Microsoft said on Tuesday that it plans to introduce File Validation for Office 2003 and 2007 users.
File Validation, currently only available in Office 2010, scans older versions of Office documents and loads any files it finds suspicious into a Protected View. Users are alerted that the file appears to be suspicious and can still read the content of a document in a secure view. Microsoft’s File Validation for Office will provide the following to Office 2003 and 2007 users:
- The File Validation functionality will now be available. This feature will verifies the contents of .doc, .xls, .ppt and .pub files as they are being read, and if it detects an issue, display a warning informing the user that there is a potential issue with the file.

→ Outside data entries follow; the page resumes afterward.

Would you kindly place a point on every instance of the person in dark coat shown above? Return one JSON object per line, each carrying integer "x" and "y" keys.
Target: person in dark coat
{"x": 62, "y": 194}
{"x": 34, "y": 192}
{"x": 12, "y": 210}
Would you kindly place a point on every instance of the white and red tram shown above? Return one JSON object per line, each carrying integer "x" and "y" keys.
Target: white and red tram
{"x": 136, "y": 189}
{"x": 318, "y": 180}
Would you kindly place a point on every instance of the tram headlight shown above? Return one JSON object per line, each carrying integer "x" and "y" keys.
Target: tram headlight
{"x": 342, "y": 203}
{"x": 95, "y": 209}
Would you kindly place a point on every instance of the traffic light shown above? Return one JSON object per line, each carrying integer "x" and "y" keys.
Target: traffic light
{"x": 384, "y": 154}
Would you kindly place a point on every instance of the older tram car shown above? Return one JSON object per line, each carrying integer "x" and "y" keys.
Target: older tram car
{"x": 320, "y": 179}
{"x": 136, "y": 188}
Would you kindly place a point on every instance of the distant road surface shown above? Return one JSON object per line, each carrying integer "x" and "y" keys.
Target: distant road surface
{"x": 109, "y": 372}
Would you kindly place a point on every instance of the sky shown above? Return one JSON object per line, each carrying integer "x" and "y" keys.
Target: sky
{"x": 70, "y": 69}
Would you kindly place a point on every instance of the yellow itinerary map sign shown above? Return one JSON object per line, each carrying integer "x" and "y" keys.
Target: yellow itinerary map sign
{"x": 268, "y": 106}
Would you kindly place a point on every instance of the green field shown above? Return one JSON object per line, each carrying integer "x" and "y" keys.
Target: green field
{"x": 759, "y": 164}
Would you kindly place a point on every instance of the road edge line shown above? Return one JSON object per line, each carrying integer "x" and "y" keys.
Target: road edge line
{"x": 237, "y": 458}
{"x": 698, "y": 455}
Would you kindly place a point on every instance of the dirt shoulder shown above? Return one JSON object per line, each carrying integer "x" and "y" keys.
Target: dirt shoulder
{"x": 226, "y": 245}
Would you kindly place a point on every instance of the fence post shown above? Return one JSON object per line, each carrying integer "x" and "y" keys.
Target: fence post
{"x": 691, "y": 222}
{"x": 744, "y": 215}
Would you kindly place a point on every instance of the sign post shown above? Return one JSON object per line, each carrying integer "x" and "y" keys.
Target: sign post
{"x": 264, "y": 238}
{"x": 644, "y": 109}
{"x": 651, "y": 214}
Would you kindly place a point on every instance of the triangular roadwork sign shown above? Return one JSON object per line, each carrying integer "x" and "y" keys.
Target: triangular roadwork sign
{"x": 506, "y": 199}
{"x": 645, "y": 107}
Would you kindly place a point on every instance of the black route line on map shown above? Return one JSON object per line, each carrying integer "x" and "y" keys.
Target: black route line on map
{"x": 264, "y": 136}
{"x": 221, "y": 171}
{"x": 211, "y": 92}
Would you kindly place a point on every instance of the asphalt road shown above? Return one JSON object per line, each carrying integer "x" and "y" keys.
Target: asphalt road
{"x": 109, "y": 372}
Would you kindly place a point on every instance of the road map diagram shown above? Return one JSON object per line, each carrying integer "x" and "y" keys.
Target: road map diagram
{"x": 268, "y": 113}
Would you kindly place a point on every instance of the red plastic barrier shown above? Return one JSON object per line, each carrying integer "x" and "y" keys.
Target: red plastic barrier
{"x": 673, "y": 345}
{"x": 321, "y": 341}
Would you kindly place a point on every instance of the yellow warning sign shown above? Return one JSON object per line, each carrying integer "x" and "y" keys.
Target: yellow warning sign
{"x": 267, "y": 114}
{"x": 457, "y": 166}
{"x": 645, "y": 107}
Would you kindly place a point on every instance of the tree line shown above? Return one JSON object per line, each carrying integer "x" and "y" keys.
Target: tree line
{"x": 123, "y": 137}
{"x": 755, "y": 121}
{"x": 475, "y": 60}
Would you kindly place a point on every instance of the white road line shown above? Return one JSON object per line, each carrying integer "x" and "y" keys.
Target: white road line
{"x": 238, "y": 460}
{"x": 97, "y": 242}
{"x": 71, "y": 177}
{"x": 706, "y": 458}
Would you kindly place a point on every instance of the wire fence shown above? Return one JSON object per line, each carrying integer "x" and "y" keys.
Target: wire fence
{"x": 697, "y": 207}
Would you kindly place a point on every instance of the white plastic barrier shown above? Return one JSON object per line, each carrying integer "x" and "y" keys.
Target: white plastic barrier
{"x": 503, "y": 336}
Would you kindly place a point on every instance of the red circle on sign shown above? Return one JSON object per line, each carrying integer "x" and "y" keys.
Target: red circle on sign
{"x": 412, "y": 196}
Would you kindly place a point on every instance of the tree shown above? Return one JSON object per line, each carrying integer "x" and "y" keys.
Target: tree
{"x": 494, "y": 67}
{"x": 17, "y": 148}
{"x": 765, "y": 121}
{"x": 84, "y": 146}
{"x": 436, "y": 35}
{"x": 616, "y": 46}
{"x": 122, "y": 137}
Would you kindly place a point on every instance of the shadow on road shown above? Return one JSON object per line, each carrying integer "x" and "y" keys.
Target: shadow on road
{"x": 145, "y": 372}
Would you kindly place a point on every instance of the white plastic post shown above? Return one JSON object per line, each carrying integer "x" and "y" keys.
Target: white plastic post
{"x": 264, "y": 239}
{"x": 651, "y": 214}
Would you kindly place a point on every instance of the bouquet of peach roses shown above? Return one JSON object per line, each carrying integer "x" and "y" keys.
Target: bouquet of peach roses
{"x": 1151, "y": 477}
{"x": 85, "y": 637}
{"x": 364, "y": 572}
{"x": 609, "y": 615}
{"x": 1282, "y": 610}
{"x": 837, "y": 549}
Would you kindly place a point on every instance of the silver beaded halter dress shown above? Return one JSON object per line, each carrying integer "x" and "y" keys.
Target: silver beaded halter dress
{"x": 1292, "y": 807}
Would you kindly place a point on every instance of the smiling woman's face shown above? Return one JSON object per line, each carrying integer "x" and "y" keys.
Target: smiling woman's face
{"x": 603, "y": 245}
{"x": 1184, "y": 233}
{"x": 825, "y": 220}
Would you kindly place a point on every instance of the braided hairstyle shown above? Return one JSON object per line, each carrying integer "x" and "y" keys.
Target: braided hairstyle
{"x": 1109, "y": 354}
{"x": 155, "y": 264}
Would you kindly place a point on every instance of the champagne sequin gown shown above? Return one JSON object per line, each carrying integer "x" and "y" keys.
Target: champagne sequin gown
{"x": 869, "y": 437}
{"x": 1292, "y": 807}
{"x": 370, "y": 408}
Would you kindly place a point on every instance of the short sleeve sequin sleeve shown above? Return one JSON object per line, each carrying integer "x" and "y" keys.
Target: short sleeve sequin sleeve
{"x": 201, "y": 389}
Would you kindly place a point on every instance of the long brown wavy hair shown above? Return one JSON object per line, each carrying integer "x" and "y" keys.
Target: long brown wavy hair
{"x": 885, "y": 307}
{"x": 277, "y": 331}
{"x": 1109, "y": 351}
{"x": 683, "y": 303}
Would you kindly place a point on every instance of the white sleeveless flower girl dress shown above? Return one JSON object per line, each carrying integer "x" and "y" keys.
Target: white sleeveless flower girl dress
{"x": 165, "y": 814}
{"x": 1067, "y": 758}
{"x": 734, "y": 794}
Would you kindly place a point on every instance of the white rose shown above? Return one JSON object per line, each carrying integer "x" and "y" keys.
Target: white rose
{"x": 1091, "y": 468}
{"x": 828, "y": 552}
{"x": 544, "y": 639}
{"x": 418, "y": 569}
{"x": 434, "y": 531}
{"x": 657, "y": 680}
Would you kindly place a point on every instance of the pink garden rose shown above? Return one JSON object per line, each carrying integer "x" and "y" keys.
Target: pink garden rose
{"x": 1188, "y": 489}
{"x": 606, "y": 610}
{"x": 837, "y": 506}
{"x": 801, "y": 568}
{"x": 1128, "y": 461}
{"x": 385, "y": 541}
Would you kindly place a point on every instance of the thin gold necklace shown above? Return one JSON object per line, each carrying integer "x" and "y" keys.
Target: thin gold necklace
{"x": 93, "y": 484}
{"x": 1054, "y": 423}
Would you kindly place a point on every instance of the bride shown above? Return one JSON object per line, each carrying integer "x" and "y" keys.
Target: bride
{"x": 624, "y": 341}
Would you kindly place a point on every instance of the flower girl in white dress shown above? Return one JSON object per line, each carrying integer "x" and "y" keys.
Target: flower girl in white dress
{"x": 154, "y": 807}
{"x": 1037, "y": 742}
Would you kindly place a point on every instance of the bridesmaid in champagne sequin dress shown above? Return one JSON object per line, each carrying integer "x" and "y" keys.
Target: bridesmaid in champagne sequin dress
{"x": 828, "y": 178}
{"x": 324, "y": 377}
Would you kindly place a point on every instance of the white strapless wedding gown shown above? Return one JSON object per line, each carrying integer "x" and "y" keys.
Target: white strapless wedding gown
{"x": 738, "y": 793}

- At some point in the future, Microsoft anticipates issuing “signature files” that provide new information for use by the File Validation functionality. These signature files will typically include information that File Validation can use to detect previously unknown vulnerabilities in files, and warn the user appropriately. It is anticipated that installing a signature update will be less disruptive than deploying a Security Bulletin, especially for large Office deployments.
Microsoft is promising to release Office File Validation for Office 2003 and 2007 in the first quarter of next year. “We have found a way to bring some of these protections to older versions of Office and today we are glad to report Microsoft has ported the File Validation functionality to Office 2007 and Office 2003,” said Bob Furth, a Security Program Manager at Microsoft.
Microsoft says it’s announcing the product early so customers can begin creating deployment plans. “In the coming weeks, we will be providing more information on deployment and configuration as well as giving a more definitive release date,” said Carlene Chmaj, Senior Response Communications Manager at Microsoft.